なかなか目にすることもない病院での治療の様子も記録に残している。

現在の活動内容

 入院をしている時は6人部屋で、全員が何かしらのがんを患っていたが、ある日の会話で、「脱毛したあとはどの美容室に行ったらよいのか」という疑問が投げかけられた。「今まで通っていたところに行ったらいいんじゃない?」と単純に思ったが、「これまで通っていたところに、今までと違う状態になった自分が通うのは恥ずかしい」という。
 その言葉を聞き、もし自分のお客様がそう感じていたら、美容師として寂しい。がんを経験した自分なら、今後はこれまでと違う提案を胸を張って伝えられるのではと思い、将来の方向性について光を見出した。
 早速調べてみたところ、自身ががんの罹患者で、がん患者向けのケアをしている美容師は全国的に少ないことを知った。それではと薬剤性脱毛サポート美容師の資格を取得し、ウィッグの相談や、副作用による肌荒れのケアなど、美容師としてできるサポートを2020年4月からスタートさせた。ほどなく地元のテレビ局の取材を受け情報が発信されると、半年で50人ほどの方が来店。サポートを必要としている人の多さに驚いた。
 サロンでは、毎月第2、第4木曜日、第1、第3、第5水曜日をアピアランスの日と名付け、抗がん剤治療に向き合う人をサポートしている。この日は貸し切りで、事前予約制にし、サロンの様子が外から見えないよう配慮して実施している。

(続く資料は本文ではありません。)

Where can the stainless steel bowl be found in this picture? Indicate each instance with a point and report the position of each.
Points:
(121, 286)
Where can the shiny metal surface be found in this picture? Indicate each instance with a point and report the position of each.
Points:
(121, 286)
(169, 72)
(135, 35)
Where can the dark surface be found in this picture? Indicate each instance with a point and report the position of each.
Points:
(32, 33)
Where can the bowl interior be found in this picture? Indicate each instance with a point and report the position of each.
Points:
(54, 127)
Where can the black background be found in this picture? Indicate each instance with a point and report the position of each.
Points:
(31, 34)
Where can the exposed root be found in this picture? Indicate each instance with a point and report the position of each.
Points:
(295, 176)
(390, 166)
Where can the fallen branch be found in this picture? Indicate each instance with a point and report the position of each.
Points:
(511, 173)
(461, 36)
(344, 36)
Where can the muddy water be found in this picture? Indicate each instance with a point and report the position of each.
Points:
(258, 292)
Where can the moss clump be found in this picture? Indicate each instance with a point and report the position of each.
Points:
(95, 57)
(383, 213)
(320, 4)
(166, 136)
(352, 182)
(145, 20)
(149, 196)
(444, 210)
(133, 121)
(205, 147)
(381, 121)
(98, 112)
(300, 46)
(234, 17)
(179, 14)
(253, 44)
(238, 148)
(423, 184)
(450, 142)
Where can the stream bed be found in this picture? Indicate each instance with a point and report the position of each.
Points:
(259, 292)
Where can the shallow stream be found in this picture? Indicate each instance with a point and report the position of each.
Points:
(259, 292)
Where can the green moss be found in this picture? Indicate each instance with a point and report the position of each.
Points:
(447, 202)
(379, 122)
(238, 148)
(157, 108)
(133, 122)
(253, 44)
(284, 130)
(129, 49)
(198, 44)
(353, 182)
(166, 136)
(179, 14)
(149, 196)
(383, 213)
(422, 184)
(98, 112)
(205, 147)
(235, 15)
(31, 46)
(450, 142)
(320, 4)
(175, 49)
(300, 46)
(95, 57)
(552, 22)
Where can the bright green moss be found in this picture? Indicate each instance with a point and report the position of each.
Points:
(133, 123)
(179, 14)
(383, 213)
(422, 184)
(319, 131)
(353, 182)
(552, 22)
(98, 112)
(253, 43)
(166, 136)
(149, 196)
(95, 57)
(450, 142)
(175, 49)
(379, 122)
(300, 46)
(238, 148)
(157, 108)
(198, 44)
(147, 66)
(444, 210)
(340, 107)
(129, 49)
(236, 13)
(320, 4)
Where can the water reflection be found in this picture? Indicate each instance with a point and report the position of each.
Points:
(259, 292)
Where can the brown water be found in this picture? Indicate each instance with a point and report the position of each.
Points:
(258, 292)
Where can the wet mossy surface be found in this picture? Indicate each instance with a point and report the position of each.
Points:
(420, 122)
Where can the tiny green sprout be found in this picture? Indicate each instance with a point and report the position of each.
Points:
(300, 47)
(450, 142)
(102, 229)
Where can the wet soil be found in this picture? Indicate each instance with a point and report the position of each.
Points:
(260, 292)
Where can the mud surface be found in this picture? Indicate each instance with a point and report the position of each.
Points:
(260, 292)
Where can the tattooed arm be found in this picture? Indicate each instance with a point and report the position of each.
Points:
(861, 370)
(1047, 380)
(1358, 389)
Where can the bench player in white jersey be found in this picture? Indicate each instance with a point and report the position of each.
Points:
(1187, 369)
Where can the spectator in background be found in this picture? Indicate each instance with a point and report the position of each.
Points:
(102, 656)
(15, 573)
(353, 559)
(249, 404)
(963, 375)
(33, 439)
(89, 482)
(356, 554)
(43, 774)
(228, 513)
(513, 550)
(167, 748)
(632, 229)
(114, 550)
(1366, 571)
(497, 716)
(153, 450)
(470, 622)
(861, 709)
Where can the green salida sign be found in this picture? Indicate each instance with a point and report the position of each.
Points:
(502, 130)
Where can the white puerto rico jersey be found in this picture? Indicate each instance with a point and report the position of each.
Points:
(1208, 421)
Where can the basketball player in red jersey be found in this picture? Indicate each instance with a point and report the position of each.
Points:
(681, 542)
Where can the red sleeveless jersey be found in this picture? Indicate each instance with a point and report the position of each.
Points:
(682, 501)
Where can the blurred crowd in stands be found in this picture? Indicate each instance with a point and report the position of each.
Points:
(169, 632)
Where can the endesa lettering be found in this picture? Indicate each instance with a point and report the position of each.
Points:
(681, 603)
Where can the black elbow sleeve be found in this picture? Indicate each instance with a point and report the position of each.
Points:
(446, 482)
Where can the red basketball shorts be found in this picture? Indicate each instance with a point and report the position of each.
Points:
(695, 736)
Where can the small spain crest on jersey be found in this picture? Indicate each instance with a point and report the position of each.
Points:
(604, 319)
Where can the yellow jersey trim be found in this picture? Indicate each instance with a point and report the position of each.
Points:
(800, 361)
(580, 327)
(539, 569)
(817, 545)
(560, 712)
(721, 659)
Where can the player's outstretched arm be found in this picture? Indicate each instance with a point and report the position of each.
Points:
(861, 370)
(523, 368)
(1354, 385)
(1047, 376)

 医師からは治療の目途など医療的なアドバイスを受けることはできるが、「いつになったら髪の毛が生えてくるのか」「ボロボロになってしまった爪は元に戻るのか」チリチリになったり白髪が増えるなど、髪質が変わってしまうことへの不安など、美容に関することへの相談は難しい。そのため自身の体験をもとに、治療中の保湿ケアやヘアスタイルのアドバイスなど親身になって応えている。
 抗がん剤が始まる前の1カ月は、これからの脱毛を逆手にとって、今まで挑戦できなかったカラーにしてみるなど、遊び心を持ってその期間を楽しんでみることも時には提案している。病と闘うには、免疫力が大切なので、おしゃれをすることは、免疫力をあげることになる。そしてこれからどうなっていくのか、ゴールがわからない闘いは辛いが、ゴールまでの道のりがわかると向き合い方が変わるので、自身の体験談を織り交ぜながら、少しでも笑顔になってもらえたらと取り組んでいる。

髪の毛だけではなく眉毛やまつげも抜けて
  いった
爪も治療の影響でこのように。上は現在。
サロンの様子

今後の目標・メッセージ

 サロンに足を運ぶ人の中で、がんの宣告を受けたのが2回目という方もいる。来院したときは心もボロボロな状態だったというが、このサロンのサポートを受けて、「前向きに治療に向き合うことができた」と嬉しい手紙を送ってくれた。
 また、初めて来店する人の多くは、こわばった表情だという。しかし、対話や、同時期に闘病をする人との出会いを通して、徐々に微笑みは戻り、その後笑顔になっていく。こうした変化を見ていると、「お客様の“きれい”のサポートだけでなく、心も支えている。」と実感した。
 自身が闘病中で感じた「毎日泣ける状態」というのは、弱っている自分を見せたくない、「大丈夫?」と言われたくない、等で、こうした想いを抱えていた1年間だった。誰も知らないところで闘病生活をスタートしたいと思っていた。
 「“がんばれ”という言葉が苦しいということを、自分が病気になって初めて、本当なんだな、と痛感しました。“がんばれ”と言われると、私がんばっていないように見えるのかな…と辛くなるんですよね。私自身、生きるためにがんばっているだけで1日が過ぎていた1年前。体が重たく、苦しく、辛い時期でしたが、今はこんなにも体を軽く動かせるようになりました。この姿をみんなに見てもらい、ゴールはあるんだと感じてほしいです。」

 今後は、がんサークルのような形で食事会や情報交換の場を設けたり、自分が経験して嫌だなと感じたことをもとに、例えば温泉施設などに足を運ぶことをためらう人向けの入浴デーや、脱毛期間中もおしゃれを楽しめる帽子の開発など色々な職種の人とコラボして、がんを経験した人が生きづらくないよう、サポートの輪を広げていきたいと考えている。
 「2020年4月1日 今日でがん告知から1年… 雲一つもない澄んだ青空 風もない穏やかな朝です。あの日から1年… 目に映る物、肌で感じる事、そして春のにおいも… すべてのものが生まれ変わったように新鮮に感じる。今日という日にありがとう。普通の毎日に感謝…」アルバムはこの言葉で結ばれている。

徐々に発毛する期間に挑戦したヘアスタイル なども発信。
サロンの名前Prismは虹の色やガラスの屈折の色のように、人それぞれに似合う色をつけていく、という想いで名付けた。